Ghosh Sayantari, Bhattacharya Saumik
Department of Physics, National Institute of Technology Durgapur, Durgapur, India.
Department of Electronics and Electrical Communication Engineering, Indian Institute of Technology Kharagpur, Kharagpur, India.
SN Comput Sci. 2021;2(3):230. doi: 10.1007/s42979-021-00619-3. Epub 2021 Apr 22.
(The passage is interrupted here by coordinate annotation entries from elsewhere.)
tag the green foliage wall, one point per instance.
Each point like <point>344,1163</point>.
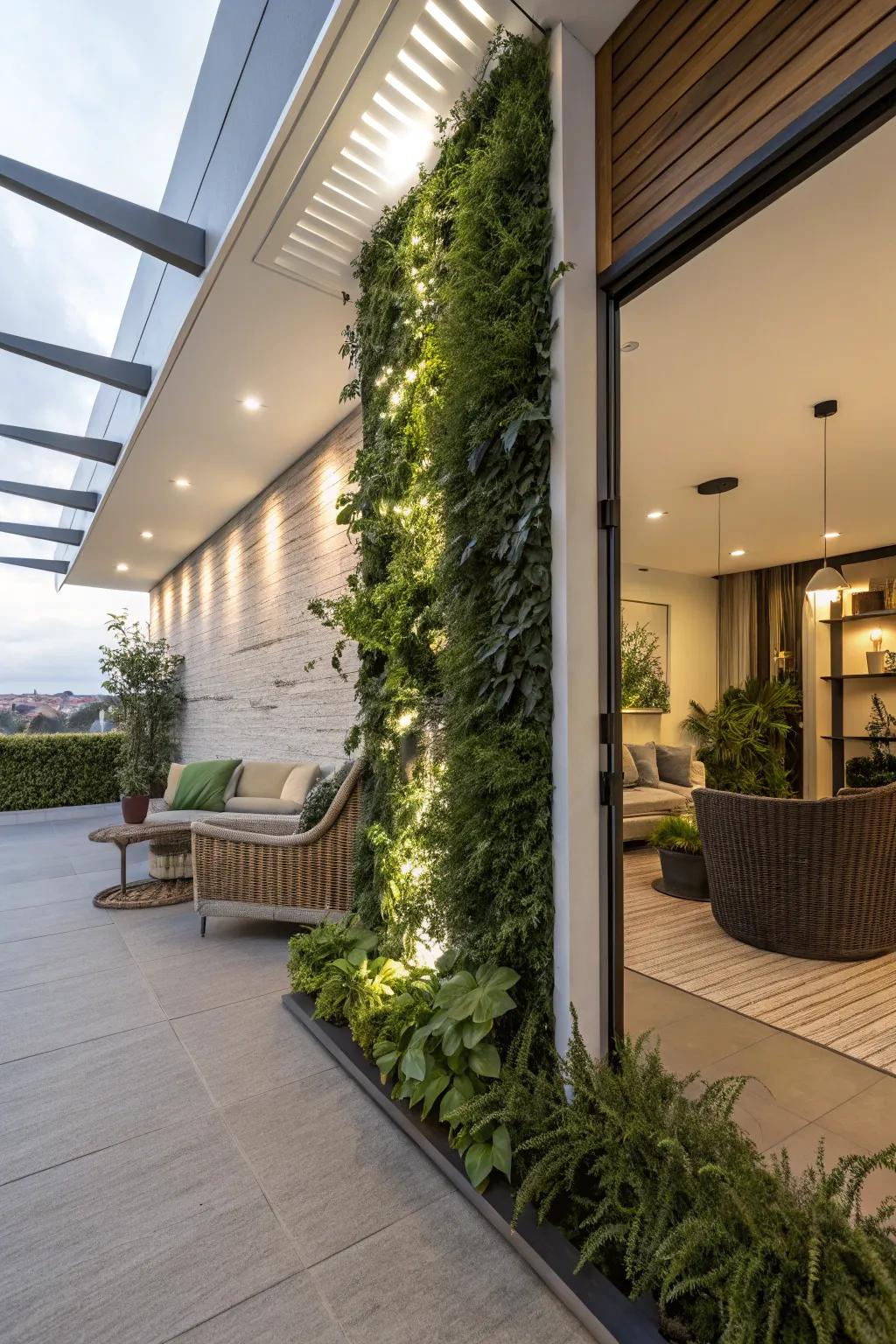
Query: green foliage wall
<point>449,507</point>
<point>58,770</point>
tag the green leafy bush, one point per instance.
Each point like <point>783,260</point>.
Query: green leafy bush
<point>743,738</point>
<point>60,770</point>
<point>644,686</point>
<point>679,834</point>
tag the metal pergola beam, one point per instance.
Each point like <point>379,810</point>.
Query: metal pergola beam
<point>170,240</point>
<point>78,445</point>
<point>52,495</point>
<point>66,536</point>
<point>50,566</point>
<point>117,373</point>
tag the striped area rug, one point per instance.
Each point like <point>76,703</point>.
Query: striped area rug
<point>850,1007</point>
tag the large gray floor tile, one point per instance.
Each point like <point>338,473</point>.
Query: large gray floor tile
<point>34,1019</point>
<point>55,917</point>
<point>196,980</point>
<point>78,1100</point>
<point>331,1161</point>
<point>137,1243</point>
<point>444,1276</point>
<point>250,1047</point>
<point>42,892</point>
<point>60,956</point>
<point>293,1312</point>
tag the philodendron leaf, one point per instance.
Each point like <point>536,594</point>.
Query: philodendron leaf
<point>485,1060</point>
<point>473,1032</point>
<point>414,1063</point>
<point>501,1150</point>
<point>479,1163</point>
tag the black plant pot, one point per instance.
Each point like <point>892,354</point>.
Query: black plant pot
<point>684,875</point>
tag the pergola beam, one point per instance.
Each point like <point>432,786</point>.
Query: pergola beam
<point>66,536</point>
<point>102,368</point>
<point>30,564</point>
<point>170,240</point>
<point>78,445</point>
<point>87,500</point>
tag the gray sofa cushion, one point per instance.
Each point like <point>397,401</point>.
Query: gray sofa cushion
<point>675,764</point>
<point>649,802</point>
<point>645,757</point>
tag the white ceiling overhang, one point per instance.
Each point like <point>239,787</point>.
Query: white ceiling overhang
<point>268,315</point>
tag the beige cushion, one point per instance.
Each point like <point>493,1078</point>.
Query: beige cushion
<point>263,779</point>
<point>647,802</point>
<point>300,781</point>
<point>175,772</point>
<point>270,807</point>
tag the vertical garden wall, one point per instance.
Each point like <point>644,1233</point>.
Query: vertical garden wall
<point>451,601</point>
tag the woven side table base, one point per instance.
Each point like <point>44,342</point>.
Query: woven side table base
<point>144,895</point>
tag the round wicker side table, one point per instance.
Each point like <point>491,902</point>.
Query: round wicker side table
<point>170,840</point>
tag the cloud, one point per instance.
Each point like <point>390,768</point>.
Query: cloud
<point>97,92</point>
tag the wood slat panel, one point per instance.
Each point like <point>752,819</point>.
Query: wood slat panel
<point>629,84</point>
<point>743,105</point>
<point>645,34</point>
<point>835,73</point>
<point>604,110</point>
<point>705,63</point>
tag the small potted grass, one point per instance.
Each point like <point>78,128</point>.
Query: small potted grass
<point>684,870</point>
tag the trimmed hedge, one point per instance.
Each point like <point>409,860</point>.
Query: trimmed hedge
<point>58,769</point>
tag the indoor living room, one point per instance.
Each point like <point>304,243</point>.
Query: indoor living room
<point>758,593</point>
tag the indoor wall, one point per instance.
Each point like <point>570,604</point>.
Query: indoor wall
<point>236,608</point>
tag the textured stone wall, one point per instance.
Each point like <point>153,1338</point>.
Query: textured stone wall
<point>238,612</point>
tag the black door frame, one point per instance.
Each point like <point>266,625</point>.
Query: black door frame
<point>856,108</point>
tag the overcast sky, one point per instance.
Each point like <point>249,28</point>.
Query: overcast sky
<point>95,90</point>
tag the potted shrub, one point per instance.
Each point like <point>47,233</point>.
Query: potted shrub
<point>684,870</point>
<point>144,677</point>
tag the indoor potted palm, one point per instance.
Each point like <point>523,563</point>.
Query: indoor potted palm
<point>144,677</point>
<point>684,870</point>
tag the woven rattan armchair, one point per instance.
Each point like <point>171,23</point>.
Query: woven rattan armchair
<point>268,869</point>
<point>803,878</point>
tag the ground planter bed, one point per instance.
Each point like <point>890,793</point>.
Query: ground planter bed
<point>607,1313</point>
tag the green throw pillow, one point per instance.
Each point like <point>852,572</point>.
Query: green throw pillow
<point>202,787</point>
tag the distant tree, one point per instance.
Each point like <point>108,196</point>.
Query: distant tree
<point>45,724</point>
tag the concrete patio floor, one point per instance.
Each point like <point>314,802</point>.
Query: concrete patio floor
<point>180,1160</point>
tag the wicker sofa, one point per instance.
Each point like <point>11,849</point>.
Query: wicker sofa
<point>803,878</point>
<point>268,869</point>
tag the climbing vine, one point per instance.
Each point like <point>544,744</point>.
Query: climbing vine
<point>448,504</point>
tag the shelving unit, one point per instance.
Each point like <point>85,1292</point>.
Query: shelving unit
<point>837,677</point>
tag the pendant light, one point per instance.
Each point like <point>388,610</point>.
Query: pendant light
<point>719,486</point>
<point>826,579</point>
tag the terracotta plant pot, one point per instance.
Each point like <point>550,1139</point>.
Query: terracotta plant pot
<point>684,875</point>
<point>135,808</point>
Since March, 2020, Coronavirus disease (COVID-19) has been designated as a pandemic by World Health Organization. This disease is highly infectious and potentially fatal, causing a global public health concern. To contain the spread of COVID-19, governments are adopting nationwide interventions, like lockdown, containment and quarantine, restrictions on travel, cancelling social events and extensive testing. To understand the effects of these measures on the control of the epidemic in a data-driven manner, we propose a probabilistic cellular automata (PCA) based epidemiological model. The transitions associated with the model is driven by data available on chronology, symptoms, pathogenesis and transmissivity of the virus. By arguing that the lattice-based model captures the features of the dynamics along with the existing fluctuations, we perform rigorous computational analyses of the model to take into account of the spatial dynamics of social distancing measures imposed on the people. Considering the probabilistic behavioral aspects associated with mitigation strategies, we study the model considering factors like population density and testing efficiency. Using the model, we focus on the variability of epidemic dynamics data for different countries, and point out the reasons behind these contrasting observations. To the best of our knowledge, this is the first attempt to model COVID-19 spread using PCA that gives us both spatial and temporal variations of the infection spread with the insight about the contributions of different infection parameters.
自2020年3月以来,冠状病毒病(COVID-19)被世界卫生组织列为大流行病。这种疾病具有高度传染性且可能致命,引发了全球公共卫生关注。为遏制COVID-19的传播,各国政府正在采取全国性干预措施,如封锁、隔离和检疫、旅行限制、取消社交活动以及广泛检测。为以数据驱动的方式了解这些措施对疫情控制的影响,我们提出一种基于概率细胞自动机(PCA)的流行病学模型。与该模型相关的转变由关于病毒的时间顺序、症状、发病机制和传播率的现有数据驱动。通过论证基于格点的模型捕捉了动态特征以及现有的波动情况,我们对该模型进行了严格的计算分析,以考虑对人们实施的社会 distancing 措施的空间动态。考虑到与缓解策略相关的概率行为方面,我们在研究模型时考虑了人口密度和检测效率等因素。使用该模型,我们关注不同国家疫情动态数据的变异性,并指出这些不同观察结果背后的原因。据我们所知,这是首次尝试使用PCA对COVID-19传播进行建模,它为我们提供了感染传播的时空变化以及对不同感染参数贡献的洞察。 (注:原文中“social distancing”直译为“社会距离”,在疫情语境下可能是指社交疏离等措施,这里未找到更合适的意译词汇,故保留英文。)